Why Asia is off Romney’s radar
Sometimes you have to wonder what the Asian half of the world means to Americans. How could a serious candidate for president make a whole “foreign policy” address and leave out America’s allies from Northeast to Southeast Asia? Is there any chance that Mitt Romney will cast a wayward eye in this direction before Americans go to the polls in November?
Sorry to say, but maybe Romney knows exactly what he’s doing when it comes to getting through to the American electorate. If you divided the world into basic foreign policy categories, nowadays the Middle East would rank at the top since that’s where the wars are going on, where U.S. troops are fighting. And that’s also where Iran poses a threat by supporting regimes such as the one in Syria and rebel movements along Israel’s border with arms and money ― and by going on with a nuclear program leading no one knows where.
Number two, if the stories one reads and sees are any guide, comes Europe, the region from which the ancestors of the vast majority of Americans emigrated over the centuries. Europe counts for all the more these days since the “Eurozone,” as it’s come to be called, is suffering from economic difficulties marked most dramatically by high unemployment and sky-high debts in three Mediterranean countries, Spain, Italy and, of course, Greece. Stock markets rise and fall worldwide depending on how these countries cope with crisis. A mass protest in Athens, a concession to demands to go easy on the austerity ― and stocks fall like dominoes from Frankfurt to London to New York and on to Asian markets.
Number three is Latin America. Americans, that is citizens of the U.S., don’t know where most Latin American countries really are south of Mexico, but we’ve all read enough stories about drug cartels and smuggling and illegal immigration and high crime rates among “Hispanic” Americans to be aware that Latin America is a tough place. Mexico tops the list of Latin-American troublemakers in view of both its size and common border with the U.S.
Reading all those stories of murders, massacres and wars among rival gangs, you have to wonder if the whole country isn’t at war. Then, of course, there’s Cuba, holding out all these years against severe U.S. pressure, and the Dominican Republic, source of some of baseball’s superstars. Americans can’t stand “illegal immigration” from Latin America, but we do love those ballplayers.
And then, number four, there’s Asia. He’s been known to call for toughness in trade imbroglios with China, but if he’s aware of Chinese expansionism from the Yellow Sea to the East China Sea to the South China Sea, he hasn’t been letting on. As for the U.S. military relationship with South Korea and Japan, he’d need a research assistant to tell him nearly 80,000 U.S. troops are in Northeast Asia ready to “fight tonight” if all hell breaks loose.

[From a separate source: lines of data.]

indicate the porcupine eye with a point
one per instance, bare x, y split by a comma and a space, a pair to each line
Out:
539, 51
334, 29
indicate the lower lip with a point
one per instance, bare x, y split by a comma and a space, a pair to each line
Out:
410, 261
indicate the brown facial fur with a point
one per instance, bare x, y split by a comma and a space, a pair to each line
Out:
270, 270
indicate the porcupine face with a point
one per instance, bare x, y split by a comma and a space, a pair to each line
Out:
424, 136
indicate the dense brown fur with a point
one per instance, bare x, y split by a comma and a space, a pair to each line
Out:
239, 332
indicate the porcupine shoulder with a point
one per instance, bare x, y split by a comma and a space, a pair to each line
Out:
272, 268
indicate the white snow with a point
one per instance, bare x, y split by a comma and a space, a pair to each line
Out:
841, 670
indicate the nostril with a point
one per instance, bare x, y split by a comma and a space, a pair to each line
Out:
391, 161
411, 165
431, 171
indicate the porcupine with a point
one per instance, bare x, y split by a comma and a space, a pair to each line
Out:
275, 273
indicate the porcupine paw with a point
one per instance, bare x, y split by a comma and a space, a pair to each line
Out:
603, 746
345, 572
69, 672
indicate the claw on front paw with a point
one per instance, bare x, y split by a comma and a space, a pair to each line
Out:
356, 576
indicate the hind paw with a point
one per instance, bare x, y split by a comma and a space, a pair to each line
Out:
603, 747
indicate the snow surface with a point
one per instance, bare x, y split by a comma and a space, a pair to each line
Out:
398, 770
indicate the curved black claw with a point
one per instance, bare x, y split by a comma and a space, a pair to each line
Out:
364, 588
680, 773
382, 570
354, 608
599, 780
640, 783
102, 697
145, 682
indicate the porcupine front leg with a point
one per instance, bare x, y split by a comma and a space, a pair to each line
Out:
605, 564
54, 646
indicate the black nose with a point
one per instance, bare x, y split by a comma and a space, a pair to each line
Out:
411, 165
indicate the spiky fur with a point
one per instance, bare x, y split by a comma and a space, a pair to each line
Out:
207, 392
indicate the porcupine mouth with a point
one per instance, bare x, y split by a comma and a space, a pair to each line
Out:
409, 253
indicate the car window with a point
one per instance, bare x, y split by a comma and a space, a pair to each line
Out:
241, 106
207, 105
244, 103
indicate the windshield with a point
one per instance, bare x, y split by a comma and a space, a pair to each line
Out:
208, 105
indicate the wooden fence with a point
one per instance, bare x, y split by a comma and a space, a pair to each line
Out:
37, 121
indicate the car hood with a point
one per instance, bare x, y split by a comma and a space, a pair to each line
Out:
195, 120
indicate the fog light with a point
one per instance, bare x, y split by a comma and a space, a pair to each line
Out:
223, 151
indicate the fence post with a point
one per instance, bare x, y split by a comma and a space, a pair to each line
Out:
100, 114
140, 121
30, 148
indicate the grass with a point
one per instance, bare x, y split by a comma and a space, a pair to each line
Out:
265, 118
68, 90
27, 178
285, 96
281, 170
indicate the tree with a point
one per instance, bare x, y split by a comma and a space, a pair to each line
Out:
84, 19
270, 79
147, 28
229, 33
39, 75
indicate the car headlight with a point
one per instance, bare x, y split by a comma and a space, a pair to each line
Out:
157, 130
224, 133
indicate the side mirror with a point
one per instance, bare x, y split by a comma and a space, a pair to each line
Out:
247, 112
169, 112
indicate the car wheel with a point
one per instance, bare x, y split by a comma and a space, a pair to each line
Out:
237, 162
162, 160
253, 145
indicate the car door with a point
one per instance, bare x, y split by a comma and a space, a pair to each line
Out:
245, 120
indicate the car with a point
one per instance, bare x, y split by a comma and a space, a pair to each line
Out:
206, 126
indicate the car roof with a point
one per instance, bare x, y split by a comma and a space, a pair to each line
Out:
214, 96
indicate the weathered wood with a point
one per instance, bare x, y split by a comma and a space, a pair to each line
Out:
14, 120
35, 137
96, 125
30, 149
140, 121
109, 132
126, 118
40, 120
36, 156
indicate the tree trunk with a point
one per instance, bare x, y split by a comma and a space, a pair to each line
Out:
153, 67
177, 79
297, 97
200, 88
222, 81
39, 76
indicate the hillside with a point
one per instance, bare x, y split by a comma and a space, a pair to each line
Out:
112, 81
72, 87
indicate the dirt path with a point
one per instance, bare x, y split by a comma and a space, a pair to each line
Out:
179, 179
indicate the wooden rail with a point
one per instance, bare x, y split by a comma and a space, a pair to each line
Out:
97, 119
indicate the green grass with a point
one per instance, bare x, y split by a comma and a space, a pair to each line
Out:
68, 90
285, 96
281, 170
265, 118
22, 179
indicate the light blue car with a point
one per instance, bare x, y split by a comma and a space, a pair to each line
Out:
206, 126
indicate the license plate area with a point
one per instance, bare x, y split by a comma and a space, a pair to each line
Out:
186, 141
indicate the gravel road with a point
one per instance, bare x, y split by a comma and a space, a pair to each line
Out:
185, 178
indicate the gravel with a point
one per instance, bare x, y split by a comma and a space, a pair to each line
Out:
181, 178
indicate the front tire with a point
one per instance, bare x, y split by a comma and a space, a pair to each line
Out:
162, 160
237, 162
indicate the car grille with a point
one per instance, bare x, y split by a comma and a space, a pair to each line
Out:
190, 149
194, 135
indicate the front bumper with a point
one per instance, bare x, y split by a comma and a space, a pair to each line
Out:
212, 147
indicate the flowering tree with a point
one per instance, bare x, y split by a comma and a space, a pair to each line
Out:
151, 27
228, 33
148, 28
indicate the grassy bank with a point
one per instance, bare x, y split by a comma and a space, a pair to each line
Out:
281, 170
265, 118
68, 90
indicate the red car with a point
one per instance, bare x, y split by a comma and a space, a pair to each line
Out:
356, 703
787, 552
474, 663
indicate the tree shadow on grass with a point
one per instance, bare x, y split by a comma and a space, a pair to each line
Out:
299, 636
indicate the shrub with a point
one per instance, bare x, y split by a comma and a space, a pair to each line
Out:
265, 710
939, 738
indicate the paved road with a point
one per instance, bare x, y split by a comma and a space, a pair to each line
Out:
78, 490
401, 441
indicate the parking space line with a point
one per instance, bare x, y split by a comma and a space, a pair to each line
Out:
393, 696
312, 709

He clearly would rather have no policy at all on North Korea.
That’s not to say, of course, that Romney, if elected, wouldn’t dream up an Asia policy in a hurry. That actually wouldn’t be too hard. All he would have to do is carry on as President Obama has been doing for nearly four years. Obama has been supporting South Korea quite firmly vis-a-vis North Korea, and he’s tried, without a lot of success, to get China to stop supporting its currency at unrealistically low levels and open up its markets.
Would Romney be much tougher? You can bet, if Romney were to come to Korea and make the usual quick trip up to Dorasan or Panmunjom, he would talk with seeming firmness about the need to stand up against the North, but there’s no telling how he would respond if something were really to “happen” out here.
Then there’s Japan. While going after China for its huge trade surplus with the U.S., could Romney do a thing about Japan’s surplus? And how would he deal on questions about Japan’s hold on the Senkakus and its claim to Dokdo, aka Takeshima, and the “northern islands” under Russian control since Red Army troops took them over in the last days of World War II, aka the Pacific War?
He might have to decide in a hurry to support Japan on the Senkakus if the Chinese escalated the confrontation to the point of threatening Japan militarily. The whole U.S.-Japan alliance could be at stake. The U.S. bases on Okinawa – for years the target of protest ― would be in jeopardy if Japanese authorities asked, “Why have them if the U.S. is reluctant to fight for the Senkakus?”
In this tangle of conflicting interests, we may be sure Romney would prefer to say nothing about Dokdo. He would doubtless hew to the “neutrality” that’s characterized U.S. policy and hope no one tried to push him into taking a stand. On the other hand, wouldn’t it be nice if he were to advise the Japanese, “We’ll be much more enthusiastic about the Senkakus if only you’ll drop your claim to Dokdo?”
That’s not going to happen, though. Such matters rank at the bottom of U.S. concerns. Romney’s best hope for Asia is that nothing happens out here between now and election day.